Not so fast, Mr. Fourier!
An intuitive explanation of discrete Fourier transform (DFT, FFT), discrete cosine transform (DCT), and their inverses.
The discrete Fourier transform (DFT) is one of the most important algorithms in modern computing: it plays a key role in communications, image and audio processing, machine learning, data compression, and much more. Curiously, it’s also among the worst-explained topics in computer science. For example, the Wikipedia article on the matter assaults the reader with around three dozen cryptic formulas, but offers no accessible explanation how or why the algorithm works.
My goal today is to change this. Let’s start with the basics: DFT takes a time-domain waveform — for example, an audio track — and turns it into frequency-domain data: a series of sine wave intensities that describe the underlying signal. If summed back together, these sine waves of different frequencies, phases, and magnitudes should faithfully recreate the original waveform.
To illustrate the utility of DFT, let’s have a look at a conventional waveform representation of a 🔈 police siren next to its frequency-domain treatment. On both plots, the horizontal axis represents time. In the bottom image, the vertical axis represents frequency and pixel color represents intensity. The top view tells us very little about the recording; in the bottom plot, the shifting pitch of the siren is easy to see, at its base frequency and a number of harmonics:
Strictly speaking, the bottom plot — known as a spectrogram — is not the result of a single DFT operation; the transform doesn't show us how frequencies change over time. Instead, the spectrogram is created by dividing the audio into a number of short time slices and calculating a separate frequency-domain representation for each, each making up a column in the plot. This is sometimes referred to as a short-time Fourier transform (STFT); that said, this divergent terminology is of no real consequence, as the underlying math is the same.

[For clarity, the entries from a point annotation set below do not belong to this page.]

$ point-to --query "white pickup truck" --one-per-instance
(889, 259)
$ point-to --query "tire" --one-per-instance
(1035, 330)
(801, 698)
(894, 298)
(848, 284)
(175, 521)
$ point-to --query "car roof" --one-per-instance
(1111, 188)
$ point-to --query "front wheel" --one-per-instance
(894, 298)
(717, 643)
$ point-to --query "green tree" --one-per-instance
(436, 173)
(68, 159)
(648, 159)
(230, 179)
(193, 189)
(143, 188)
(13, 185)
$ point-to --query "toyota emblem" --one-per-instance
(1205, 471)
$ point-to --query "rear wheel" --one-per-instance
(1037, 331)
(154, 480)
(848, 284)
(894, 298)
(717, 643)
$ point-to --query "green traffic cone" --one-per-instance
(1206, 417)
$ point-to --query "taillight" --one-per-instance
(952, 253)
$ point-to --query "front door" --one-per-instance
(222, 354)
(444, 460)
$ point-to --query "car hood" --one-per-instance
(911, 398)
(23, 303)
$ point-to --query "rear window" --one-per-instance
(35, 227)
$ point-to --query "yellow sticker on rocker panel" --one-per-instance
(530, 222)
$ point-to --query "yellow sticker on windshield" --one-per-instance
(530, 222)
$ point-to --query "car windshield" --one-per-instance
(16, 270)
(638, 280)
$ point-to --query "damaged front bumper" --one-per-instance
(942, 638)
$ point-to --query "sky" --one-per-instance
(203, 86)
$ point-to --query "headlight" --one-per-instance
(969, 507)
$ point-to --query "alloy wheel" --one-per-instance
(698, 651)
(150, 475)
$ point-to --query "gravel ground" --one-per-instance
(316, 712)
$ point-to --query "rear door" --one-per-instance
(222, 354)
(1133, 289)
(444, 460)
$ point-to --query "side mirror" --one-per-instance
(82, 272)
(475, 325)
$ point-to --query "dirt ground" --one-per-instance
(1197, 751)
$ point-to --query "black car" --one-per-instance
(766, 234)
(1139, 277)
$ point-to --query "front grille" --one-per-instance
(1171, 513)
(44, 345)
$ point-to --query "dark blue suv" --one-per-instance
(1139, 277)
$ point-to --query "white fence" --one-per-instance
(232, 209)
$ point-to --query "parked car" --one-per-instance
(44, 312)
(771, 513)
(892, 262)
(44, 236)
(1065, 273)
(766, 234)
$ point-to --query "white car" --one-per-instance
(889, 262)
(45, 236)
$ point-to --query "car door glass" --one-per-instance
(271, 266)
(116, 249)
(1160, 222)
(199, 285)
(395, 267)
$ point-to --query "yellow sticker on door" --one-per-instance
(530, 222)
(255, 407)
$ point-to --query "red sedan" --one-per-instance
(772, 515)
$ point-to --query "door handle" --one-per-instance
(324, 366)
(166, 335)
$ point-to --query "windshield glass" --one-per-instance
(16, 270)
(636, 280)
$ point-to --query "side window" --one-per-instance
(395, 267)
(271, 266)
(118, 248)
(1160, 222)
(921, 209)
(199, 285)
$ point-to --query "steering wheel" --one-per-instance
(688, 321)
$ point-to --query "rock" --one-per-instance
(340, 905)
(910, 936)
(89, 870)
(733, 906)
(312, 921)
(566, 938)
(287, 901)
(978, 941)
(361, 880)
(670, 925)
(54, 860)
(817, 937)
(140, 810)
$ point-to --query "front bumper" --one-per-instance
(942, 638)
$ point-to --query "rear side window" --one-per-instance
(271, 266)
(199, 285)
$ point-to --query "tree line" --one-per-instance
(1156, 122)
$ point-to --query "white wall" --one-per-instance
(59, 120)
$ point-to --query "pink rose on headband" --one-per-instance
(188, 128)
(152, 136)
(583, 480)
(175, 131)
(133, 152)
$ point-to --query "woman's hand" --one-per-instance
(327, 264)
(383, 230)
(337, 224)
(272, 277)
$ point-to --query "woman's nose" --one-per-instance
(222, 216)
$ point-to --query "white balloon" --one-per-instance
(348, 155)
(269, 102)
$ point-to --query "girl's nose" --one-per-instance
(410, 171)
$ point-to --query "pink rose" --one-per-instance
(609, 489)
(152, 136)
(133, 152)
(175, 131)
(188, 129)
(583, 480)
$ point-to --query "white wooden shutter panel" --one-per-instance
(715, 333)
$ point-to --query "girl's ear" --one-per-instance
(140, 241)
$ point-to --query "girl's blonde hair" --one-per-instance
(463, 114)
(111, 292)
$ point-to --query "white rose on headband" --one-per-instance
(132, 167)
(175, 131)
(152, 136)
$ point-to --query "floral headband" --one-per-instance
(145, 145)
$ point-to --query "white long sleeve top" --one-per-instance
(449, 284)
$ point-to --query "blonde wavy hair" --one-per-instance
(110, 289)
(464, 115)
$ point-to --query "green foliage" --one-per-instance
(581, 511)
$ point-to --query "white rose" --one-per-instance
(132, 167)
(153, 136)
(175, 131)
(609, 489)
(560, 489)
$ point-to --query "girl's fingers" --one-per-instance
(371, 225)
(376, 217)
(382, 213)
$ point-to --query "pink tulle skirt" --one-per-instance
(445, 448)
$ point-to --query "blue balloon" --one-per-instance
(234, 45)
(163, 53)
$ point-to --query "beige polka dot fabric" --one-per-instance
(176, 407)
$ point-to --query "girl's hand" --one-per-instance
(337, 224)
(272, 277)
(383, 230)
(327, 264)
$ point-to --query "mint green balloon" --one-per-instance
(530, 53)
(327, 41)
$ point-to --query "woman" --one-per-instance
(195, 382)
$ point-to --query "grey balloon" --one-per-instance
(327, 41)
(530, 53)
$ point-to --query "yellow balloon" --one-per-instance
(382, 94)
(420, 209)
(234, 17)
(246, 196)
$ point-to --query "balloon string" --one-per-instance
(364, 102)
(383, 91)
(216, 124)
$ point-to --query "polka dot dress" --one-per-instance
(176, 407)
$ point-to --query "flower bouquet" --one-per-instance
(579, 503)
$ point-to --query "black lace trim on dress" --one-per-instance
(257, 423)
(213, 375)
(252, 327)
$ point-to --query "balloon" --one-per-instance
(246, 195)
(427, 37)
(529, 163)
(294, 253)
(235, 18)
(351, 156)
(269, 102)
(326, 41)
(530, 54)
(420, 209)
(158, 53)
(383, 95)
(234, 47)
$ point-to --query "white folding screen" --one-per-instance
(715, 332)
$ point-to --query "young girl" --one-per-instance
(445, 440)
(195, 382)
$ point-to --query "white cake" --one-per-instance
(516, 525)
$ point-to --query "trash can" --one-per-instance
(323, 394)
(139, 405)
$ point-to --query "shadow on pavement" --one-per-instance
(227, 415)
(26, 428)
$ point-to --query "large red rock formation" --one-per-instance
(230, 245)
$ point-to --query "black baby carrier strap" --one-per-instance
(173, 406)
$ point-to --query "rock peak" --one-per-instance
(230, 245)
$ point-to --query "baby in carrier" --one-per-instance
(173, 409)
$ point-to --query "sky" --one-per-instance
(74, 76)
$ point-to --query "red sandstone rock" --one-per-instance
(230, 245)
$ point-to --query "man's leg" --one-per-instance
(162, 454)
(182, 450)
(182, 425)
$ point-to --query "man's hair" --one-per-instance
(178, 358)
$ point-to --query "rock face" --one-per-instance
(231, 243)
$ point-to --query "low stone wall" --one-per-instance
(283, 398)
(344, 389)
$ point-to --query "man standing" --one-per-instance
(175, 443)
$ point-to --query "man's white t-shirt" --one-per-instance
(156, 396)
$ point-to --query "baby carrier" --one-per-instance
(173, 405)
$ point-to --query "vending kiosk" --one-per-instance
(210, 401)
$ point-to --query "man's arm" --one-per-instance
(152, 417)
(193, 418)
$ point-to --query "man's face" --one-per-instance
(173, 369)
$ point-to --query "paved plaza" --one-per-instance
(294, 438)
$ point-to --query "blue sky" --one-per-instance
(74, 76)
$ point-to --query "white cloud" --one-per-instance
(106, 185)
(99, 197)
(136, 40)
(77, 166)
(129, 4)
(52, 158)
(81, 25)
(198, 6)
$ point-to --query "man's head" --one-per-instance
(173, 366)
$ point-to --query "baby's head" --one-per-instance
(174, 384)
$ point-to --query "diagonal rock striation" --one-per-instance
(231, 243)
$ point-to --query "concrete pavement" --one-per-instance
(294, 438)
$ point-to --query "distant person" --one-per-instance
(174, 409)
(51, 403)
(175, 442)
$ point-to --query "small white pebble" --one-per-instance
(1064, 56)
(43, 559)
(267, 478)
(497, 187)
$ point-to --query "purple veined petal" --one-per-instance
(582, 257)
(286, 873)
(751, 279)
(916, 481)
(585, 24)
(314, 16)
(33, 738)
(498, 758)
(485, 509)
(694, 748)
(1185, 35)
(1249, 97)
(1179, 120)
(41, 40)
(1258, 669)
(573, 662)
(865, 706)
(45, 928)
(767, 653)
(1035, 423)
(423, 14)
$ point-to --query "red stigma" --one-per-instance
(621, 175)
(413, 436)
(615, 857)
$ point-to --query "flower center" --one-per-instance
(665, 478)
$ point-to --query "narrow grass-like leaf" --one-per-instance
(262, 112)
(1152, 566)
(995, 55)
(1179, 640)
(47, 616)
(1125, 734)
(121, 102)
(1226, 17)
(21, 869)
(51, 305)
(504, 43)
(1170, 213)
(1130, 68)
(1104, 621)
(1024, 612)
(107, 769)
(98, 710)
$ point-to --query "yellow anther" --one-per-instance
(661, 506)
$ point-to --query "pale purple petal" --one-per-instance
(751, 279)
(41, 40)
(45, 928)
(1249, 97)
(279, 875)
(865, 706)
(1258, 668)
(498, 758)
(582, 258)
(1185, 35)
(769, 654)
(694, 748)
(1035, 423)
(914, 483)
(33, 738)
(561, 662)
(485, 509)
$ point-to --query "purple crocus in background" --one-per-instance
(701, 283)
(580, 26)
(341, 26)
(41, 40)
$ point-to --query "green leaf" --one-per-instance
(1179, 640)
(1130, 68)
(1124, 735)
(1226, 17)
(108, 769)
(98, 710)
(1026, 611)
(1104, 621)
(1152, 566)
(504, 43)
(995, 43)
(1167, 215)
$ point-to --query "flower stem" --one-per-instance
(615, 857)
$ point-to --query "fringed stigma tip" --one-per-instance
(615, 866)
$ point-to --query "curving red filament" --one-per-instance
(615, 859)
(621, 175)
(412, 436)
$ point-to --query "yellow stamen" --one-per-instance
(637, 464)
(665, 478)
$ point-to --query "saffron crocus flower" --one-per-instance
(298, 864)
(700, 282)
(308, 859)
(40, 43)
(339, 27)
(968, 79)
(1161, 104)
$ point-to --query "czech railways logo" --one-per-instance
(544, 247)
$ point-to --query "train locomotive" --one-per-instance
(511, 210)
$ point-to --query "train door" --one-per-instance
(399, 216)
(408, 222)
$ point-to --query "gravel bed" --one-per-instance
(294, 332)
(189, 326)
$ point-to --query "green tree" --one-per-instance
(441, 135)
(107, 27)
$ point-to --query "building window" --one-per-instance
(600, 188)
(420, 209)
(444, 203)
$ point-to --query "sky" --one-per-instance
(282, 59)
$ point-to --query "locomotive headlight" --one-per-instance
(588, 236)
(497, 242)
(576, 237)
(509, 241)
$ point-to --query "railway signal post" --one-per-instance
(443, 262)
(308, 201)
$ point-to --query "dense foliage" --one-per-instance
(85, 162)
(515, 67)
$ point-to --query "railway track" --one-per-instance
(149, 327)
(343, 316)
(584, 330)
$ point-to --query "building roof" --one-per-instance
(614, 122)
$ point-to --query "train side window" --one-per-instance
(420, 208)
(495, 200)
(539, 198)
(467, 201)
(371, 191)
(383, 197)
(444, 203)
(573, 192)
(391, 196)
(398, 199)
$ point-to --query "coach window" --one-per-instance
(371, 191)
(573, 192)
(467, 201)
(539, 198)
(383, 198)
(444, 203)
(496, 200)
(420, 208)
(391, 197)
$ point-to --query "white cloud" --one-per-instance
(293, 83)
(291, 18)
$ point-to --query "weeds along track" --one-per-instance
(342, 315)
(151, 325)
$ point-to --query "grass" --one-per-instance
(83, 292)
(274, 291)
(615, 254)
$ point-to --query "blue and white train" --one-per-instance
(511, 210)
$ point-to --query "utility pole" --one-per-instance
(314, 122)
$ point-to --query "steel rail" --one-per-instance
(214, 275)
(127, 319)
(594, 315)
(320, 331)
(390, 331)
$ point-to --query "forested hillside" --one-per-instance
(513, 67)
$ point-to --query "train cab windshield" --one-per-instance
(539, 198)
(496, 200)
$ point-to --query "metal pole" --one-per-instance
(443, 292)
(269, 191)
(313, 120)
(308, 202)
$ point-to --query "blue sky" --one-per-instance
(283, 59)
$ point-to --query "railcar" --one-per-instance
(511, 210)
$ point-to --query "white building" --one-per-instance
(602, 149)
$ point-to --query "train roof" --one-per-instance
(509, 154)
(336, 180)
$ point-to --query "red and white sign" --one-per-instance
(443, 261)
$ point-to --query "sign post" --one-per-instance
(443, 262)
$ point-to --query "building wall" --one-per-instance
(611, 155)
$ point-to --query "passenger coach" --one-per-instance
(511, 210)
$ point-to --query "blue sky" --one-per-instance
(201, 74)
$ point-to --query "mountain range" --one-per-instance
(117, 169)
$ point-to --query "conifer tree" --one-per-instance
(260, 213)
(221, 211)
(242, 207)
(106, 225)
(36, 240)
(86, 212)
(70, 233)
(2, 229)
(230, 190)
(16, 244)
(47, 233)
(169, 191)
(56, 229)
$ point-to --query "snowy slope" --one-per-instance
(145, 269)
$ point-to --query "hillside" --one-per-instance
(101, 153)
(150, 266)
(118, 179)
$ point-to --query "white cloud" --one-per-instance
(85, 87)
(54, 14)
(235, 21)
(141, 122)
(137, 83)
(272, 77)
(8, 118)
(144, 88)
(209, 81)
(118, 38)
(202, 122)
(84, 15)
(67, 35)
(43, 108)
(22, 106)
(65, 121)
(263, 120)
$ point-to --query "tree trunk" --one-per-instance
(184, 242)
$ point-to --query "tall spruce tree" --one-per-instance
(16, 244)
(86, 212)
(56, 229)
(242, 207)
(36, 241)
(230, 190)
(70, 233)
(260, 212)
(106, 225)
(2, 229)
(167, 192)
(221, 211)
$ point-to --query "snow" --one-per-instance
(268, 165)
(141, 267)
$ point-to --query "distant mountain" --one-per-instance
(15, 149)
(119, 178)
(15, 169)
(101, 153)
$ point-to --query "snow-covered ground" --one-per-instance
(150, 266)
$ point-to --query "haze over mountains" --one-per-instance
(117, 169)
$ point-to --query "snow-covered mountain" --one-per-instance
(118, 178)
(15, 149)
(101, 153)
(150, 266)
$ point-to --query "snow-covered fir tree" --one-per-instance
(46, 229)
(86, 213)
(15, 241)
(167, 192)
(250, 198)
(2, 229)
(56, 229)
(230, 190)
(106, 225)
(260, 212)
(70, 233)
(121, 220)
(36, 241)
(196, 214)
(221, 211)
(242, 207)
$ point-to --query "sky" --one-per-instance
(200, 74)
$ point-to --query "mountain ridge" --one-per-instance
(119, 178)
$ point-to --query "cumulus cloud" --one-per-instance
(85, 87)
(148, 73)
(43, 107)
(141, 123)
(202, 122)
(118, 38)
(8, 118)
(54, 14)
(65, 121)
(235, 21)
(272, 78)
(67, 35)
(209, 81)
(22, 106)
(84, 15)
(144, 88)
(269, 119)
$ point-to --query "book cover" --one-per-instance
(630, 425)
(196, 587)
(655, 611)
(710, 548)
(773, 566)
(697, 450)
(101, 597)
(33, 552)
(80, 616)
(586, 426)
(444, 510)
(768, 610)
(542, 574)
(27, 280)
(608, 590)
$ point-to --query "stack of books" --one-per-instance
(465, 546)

Either way, the frequency-domain representation of signals allows us to perform a variety of interesting tricks. For example, when it comes to music, we can easily isolate specific instruments, remove unwanted AC hum, or pitch-shift the vocals. With the edits done, we can then convert the data back to to the time-domain waveform. Indeed, the infamous Auto-Tune pitch corrector, employed by some pop singers to cover up the lack of skill, is one of many applications of DFT.
But how does DFT work?!
To get it out of the way, let’s start with the official formula — which to a layperson, is rather opaque:
In this equation, Fk is the DFT value (“coefficient”) for a particular frequency bin k. Bin numbers are integers corresponding to fractions of the input sample rate. Moving on, s0 to sN-1 are the time-domain samples that make up the DFT input window; and the rest is… some voodoo?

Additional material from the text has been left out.